雇用調整助成金に熊本地震の特例 計画届の事後提出可・教育訓練の減額ルール撤廃

最終更新日:2026.08.21

厚生労働省は2026年8月20日、令和8年熊本地震に伴い事業活動の縮小を余儀なくされた事業主向けに、雇用調整助成金の特例措置を実施すると発表しました。

計画届の事後提出が可能になるほか、熊本県内では教育訓練の実施状況に応じて助成率を引き下げるルールが撤廃されます。

ニュースの概要

対象となるのは、令和8年7月28日に発生した熊本地震に伴う経済上の理由により、休業・教育訓練・出向を行う事業主です。

休業等の初日が令和8年7月28日から令和9年1月27日までの間にある場合が特例の対象になります。

全国の事業所を対象とした措置は4点です。生産指標の確認期間を3か月から1か月に短縮すること、最近3か月の雇用量が対前年比で増加していても助成対象とすること、地震発生時に事業所の設置後1年未満の事業主も助成対象とすること、そして計画届の事後提出を可能とすることです。

通常は事前提出が原則のため、被災直後に手続きが間に合わない事業主への配慮といえます。

熊本県内の事業所には、さらに2つの追加措置が設けられます。1つは「残業相殺」の撤廃です。通常は休業等をさせる一方で所定外労働を行わせた場合、支給対象となる休業等の延べ日数から所定外労働時間分を控除しますが、今回はこの取扱いを撤廃します。

もう1つは教育訓練に関するルールで、通常は支給日数が30日を経過した日以降、教育訓練の実施率が10%未満の場合に助成率を引き下げるところ、こちらも撤廃するとしています。

助成の対象は1年の期間内に実施した休業等で、上限日数は1年間で100日です。厚労省は「経済上の理由」の具体例として、需要の減少や風評被害による販売・集客の困難、取引先の被災による原材料や商品の取引困難、交通の途絶による生産・販売環境の悪化、電気・水道・ガスや通信の途絶、損壊した施設・設備の修理業者の手配や修理部品の調達に期間を要する場合を挙げています。

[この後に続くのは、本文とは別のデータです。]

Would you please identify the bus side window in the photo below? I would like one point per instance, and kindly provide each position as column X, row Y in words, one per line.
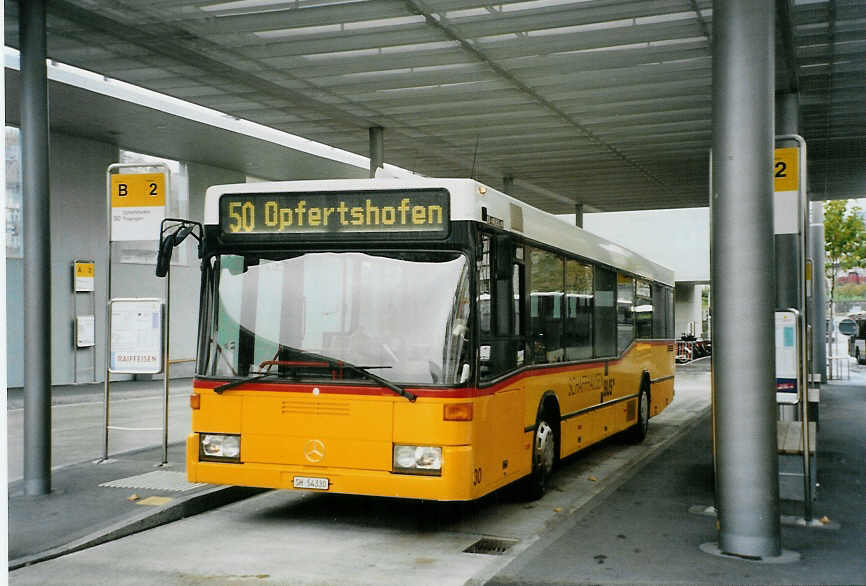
column 546, row 296
column 643, row 309
column 604, row 312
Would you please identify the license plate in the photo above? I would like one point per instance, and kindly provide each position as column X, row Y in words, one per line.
column 308, row 482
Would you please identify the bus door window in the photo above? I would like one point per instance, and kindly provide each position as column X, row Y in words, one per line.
column 604, row 312
column 624, row 311
column 518, row 286
column 485, row 286
column 545, row 306
column 643, row 309
column 499, row 285
column 578, row 310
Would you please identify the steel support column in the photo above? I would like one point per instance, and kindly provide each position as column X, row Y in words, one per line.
column 818, row 306
column 788, row 245
column 37, row 249
column 743, row 271
column 377, row 149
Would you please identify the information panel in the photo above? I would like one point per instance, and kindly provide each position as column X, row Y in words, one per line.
column 136, row 336
column 786, row 352
column 424, row 212
column 85, row 331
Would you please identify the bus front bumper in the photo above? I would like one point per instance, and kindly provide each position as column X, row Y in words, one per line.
column 455, row 483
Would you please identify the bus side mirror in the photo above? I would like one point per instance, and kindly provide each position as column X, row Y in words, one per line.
column 163, row 256
column 504, row 257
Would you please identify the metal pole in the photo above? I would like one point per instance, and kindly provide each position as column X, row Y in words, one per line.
column 788, row 251
column 377, row 149
column 37, row 249
column 743, row 270
column 819, row 300
column 106, row 415
column 166, row 365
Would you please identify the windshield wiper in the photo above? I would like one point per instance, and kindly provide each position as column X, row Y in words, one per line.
column 325, row 361
column 256, row 376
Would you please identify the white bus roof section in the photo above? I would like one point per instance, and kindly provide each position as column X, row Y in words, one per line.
column 468, row 197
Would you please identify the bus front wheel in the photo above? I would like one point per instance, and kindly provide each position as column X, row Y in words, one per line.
column 543, row 458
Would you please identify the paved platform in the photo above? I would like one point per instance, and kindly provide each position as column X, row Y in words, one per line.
column 638, row 531
column 92, row 503
column 643, row 532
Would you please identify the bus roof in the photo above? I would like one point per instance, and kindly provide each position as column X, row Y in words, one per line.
column 469, row 201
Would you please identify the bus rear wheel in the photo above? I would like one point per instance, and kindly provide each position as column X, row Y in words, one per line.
column 543, row 458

施設や設備が直接的な被害を受けて事業活動を休止・縮小する場合でも、これらの理由を伴うものであれば「経済上の理由」があるものとして取り扱うとしています。

リスキリングドットコムの見解

リスキリングドットコムとしては、熊本県内で「教育訓練の実施率に応じた助成率引き下げ」が撤廃された点に注目しています。

通常の運用では支給日数が30日を超えると教育訓練を組み込まなければ助成率が下がりますが、被災直後の現場に訓練を設計する余力があるとは限りません。

今回の緩和は、実務の実態を踏まえた現実的な措置と受け止められます。

一方で、雇用調整助成金はもともと休業だけでなく教育訓練も助成の対象に含む制度です。事業が止まっている期間の使い方は、復旧後の生産性を左右します。

安全確保と事業再建が最優先であることは言うまでもありませんが、体制が整った段階で、業務のデジタル化や多能工化といった次につながる訓練を計画に織り込む視点も重要です。

なお、これは当サイトの見解であり、個別の支給要件の判断は所轄の労働局・ハローワークへの確認が求められます。